Guitarist Brian May (Gwilym Lee) and drummer Roger Taylor (Ben Hardy) welcome Freddie Mercury (Rami Malek) as lead singer of their band Smile. Bassist John Deacon (Joseph Mazzello) enriches the group’s sound as they take on the Queen mantle, supported by a volatile inner circle. Away from the recording studio, Freddie locks horns with his father and wrestles with his sexuality while married to lifelong companion Mary Austin.

Bohemian Rhapsody is a crowd-pleasing musical biopic, which covers the 15 years between the formation of the group and Queen’s triumphant 20-minute set at Live Aid in 1985. It’s a thunderbol­ts and lightning moment, electrifie­d by slick digital effects and Malek’s gesture-perfect showboatin­g.

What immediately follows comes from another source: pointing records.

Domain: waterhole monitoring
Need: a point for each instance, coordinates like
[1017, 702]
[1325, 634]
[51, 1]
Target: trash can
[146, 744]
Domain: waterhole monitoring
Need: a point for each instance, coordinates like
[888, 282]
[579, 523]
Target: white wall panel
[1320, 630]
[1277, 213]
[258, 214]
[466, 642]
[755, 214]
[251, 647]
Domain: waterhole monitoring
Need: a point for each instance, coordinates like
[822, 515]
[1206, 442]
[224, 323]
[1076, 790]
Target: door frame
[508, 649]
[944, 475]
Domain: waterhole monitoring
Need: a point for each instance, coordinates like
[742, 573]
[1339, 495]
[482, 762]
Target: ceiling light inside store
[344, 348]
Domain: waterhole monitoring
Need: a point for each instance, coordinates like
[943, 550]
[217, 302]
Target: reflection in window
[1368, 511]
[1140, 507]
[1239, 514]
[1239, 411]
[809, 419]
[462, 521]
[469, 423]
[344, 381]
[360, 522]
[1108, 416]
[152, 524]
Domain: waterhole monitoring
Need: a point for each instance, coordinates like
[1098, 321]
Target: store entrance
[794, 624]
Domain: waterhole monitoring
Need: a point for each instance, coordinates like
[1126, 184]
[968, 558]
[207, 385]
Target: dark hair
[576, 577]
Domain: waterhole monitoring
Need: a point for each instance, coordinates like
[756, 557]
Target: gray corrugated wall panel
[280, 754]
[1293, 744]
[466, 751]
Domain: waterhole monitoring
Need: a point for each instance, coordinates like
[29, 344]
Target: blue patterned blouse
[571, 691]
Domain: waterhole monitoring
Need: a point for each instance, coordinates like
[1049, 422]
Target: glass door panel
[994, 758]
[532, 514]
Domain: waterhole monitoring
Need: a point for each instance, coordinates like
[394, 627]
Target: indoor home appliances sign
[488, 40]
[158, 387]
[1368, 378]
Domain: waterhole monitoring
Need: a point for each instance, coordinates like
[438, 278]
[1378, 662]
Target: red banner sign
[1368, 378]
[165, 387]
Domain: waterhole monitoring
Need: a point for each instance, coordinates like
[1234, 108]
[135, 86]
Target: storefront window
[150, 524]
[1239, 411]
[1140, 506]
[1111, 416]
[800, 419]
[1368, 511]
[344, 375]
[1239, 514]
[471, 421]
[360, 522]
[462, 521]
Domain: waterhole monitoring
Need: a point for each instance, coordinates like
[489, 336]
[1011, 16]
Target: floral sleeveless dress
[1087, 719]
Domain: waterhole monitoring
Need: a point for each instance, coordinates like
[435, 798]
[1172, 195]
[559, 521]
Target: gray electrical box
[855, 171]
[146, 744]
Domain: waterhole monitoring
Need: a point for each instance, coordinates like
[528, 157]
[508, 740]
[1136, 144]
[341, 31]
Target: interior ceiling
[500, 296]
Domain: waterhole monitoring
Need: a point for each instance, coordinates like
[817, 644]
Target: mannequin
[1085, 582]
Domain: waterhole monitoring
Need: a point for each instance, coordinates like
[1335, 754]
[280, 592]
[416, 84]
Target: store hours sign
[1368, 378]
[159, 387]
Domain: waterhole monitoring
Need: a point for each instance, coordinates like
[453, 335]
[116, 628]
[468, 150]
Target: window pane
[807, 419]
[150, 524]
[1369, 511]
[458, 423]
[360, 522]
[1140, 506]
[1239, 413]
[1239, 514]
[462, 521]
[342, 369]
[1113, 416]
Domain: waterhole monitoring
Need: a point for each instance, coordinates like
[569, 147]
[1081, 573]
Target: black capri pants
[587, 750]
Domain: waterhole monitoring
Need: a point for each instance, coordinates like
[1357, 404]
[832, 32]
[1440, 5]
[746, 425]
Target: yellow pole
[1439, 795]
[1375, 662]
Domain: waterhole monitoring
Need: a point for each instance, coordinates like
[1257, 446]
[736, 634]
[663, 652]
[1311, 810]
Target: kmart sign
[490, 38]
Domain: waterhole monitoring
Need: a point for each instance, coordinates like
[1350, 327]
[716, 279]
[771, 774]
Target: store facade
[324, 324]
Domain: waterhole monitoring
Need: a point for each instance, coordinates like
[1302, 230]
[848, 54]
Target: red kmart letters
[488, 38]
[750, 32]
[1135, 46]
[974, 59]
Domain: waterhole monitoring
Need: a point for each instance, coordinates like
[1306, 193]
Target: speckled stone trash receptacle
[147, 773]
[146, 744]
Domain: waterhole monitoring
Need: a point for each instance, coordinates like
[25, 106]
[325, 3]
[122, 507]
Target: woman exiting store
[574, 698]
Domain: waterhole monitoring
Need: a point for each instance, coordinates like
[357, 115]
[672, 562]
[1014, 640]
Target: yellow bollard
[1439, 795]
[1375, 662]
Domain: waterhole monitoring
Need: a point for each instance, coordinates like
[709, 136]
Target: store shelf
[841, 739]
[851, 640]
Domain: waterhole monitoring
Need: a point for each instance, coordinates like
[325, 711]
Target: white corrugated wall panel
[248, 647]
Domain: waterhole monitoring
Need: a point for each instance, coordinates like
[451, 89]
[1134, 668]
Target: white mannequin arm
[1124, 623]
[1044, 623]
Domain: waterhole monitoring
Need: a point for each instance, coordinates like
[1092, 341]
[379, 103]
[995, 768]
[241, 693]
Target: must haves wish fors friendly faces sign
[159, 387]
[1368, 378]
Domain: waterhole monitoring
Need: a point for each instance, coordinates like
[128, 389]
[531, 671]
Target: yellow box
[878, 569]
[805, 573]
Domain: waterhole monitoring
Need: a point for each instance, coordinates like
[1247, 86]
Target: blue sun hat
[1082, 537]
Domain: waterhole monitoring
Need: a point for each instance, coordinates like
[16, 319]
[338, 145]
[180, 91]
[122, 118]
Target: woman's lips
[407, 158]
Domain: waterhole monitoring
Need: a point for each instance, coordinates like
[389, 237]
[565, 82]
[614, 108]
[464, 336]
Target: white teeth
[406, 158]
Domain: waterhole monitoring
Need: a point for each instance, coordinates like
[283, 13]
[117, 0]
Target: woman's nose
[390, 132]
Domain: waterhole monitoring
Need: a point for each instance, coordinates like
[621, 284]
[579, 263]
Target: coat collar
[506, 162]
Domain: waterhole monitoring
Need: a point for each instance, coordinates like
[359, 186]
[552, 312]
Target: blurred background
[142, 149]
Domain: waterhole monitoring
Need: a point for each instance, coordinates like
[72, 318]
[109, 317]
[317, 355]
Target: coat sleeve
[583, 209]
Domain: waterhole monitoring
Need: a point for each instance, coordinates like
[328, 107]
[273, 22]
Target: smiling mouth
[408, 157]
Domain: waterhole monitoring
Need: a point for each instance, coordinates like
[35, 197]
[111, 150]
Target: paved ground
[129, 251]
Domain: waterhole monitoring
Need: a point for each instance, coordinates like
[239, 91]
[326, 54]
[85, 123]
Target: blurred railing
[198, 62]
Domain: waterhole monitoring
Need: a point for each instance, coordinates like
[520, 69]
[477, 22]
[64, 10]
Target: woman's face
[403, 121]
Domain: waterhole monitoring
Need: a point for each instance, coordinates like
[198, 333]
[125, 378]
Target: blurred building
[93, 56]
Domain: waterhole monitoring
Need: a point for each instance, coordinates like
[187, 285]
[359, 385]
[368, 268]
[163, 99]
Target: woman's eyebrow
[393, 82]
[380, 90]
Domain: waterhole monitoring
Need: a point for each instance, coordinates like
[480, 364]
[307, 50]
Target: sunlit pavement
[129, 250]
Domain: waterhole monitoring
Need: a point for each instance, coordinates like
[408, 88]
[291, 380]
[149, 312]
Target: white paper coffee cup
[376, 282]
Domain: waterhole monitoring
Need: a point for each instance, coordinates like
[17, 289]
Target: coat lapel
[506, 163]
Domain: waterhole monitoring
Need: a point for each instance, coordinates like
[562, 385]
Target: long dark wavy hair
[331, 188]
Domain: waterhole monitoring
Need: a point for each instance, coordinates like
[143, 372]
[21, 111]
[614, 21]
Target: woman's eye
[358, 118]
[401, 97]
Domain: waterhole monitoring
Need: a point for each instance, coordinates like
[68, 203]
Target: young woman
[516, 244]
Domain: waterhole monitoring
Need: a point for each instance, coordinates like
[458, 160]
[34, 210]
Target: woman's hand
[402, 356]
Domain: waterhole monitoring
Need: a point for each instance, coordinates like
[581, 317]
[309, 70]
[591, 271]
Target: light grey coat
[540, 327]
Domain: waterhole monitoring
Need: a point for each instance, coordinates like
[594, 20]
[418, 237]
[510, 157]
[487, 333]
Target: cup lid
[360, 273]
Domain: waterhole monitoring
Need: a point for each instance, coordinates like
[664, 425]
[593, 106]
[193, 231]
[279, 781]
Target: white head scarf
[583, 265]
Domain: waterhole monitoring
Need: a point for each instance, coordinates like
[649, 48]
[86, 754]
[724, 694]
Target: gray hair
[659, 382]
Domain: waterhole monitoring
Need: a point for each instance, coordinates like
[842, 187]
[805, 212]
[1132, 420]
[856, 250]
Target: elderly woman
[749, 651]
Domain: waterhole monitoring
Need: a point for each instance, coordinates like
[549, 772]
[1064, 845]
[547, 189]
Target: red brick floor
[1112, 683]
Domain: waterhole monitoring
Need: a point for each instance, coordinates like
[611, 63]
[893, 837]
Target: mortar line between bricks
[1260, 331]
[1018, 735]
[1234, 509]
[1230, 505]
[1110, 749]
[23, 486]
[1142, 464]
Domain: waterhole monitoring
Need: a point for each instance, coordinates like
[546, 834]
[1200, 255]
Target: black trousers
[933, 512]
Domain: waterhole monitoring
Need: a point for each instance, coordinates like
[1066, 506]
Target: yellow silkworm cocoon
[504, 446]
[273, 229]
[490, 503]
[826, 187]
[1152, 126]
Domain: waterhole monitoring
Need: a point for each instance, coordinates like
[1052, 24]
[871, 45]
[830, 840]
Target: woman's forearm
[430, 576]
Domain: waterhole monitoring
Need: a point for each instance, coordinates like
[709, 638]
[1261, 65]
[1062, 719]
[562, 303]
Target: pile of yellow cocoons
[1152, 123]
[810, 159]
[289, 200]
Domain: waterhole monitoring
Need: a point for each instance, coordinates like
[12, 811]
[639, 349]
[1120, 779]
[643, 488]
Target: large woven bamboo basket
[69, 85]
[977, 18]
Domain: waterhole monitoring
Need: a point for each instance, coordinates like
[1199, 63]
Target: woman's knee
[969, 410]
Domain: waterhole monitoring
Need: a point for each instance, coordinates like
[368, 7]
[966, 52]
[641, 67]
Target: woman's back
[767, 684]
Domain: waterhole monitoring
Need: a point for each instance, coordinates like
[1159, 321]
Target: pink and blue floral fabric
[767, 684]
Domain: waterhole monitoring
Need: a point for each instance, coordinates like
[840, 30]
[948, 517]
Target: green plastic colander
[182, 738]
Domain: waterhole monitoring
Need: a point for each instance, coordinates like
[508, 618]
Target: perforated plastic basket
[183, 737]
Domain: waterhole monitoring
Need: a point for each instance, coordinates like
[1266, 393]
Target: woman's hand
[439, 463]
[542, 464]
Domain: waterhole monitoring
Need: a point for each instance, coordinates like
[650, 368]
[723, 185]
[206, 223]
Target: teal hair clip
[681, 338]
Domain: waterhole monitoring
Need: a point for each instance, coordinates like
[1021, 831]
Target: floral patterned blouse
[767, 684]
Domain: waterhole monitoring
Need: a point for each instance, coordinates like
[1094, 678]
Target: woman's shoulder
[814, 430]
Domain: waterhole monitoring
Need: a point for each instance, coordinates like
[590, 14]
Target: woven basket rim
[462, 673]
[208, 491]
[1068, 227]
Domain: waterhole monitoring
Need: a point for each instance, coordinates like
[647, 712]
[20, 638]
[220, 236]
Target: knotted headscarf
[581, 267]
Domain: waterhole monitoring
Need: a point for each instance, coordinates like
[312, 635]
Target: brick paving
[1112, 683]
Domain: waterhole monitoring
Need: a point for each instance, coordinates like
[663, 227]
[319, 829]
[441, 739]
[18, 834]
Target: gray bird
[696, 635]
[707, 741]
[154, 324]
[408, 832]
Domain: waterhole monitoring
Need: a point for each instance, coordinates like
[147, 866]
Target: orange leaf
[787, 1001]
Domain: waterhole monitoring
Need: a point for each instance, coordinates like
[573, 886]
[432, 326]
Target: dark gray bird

The script takes a few historical liberties. Mercury was reportedly diagnosed with HIV/ Aids in 1987 but in the film he confides the illness to bandmates two years earlier. So there is added poignancy at Wembley Stadium when Malek fixes the camera with a mournful gaze and belts out the title song’s lyrics: “Too late, my time has come” and “I don’t want to die”.

The Bafta-winning actor vanishes into the role. It’s a virtuoso turn from Malek that paints the flamboyant lead singer as a beautiful, flawed creature.

HUNTER KILLER (CERT 15), LIONSGATE HOME ENTERTAINM­ENT, £14.99

A shootout beneath the ice of the Barents Sea close to Russia immobilise­s the USS Tampa Bay. Admiral Charles Donnegan (Gary Oldman), chairman of the Joint Chiefs of Staff, sanctions a mission to discover the fate of the missing submarine. With guidance from Rear Admiral John Fisk, Donnegan appoints Commander Joe Glass (Gerard Butler) as captain of the USS Arkansas, which is docked at Faslane.

The crew, including jittery Execution Officer Brian Edwards, prepares to sail into hostile waters patrolled by Russian warships.

As the Arkansas reaches the last known location of the missing submarine, covert surveillan­ce reveals the Russian minister of defence, Dmitri Durov, has staged a coup and is holding President Zakarin hostage.

In response, Glass and his crew prepare to rescue the Russian president with the help of Navy Seals on the ground led by Bill Beaman.

Based on the novel Firing Point by Don Keith and George Wallace, Hunter Killer is entertaini­ng hogwash. Arne Schmidt and Jamie Moss’ script torpedoes subtlety and springs a few plot holes but largely keeps its head above water for two undemandin­g hours. Director Donovan Marsh generates tension from the claustroph­obic confines of a heavily armed submarine and sporadical­ly unleashes hell in propulsive action sequences.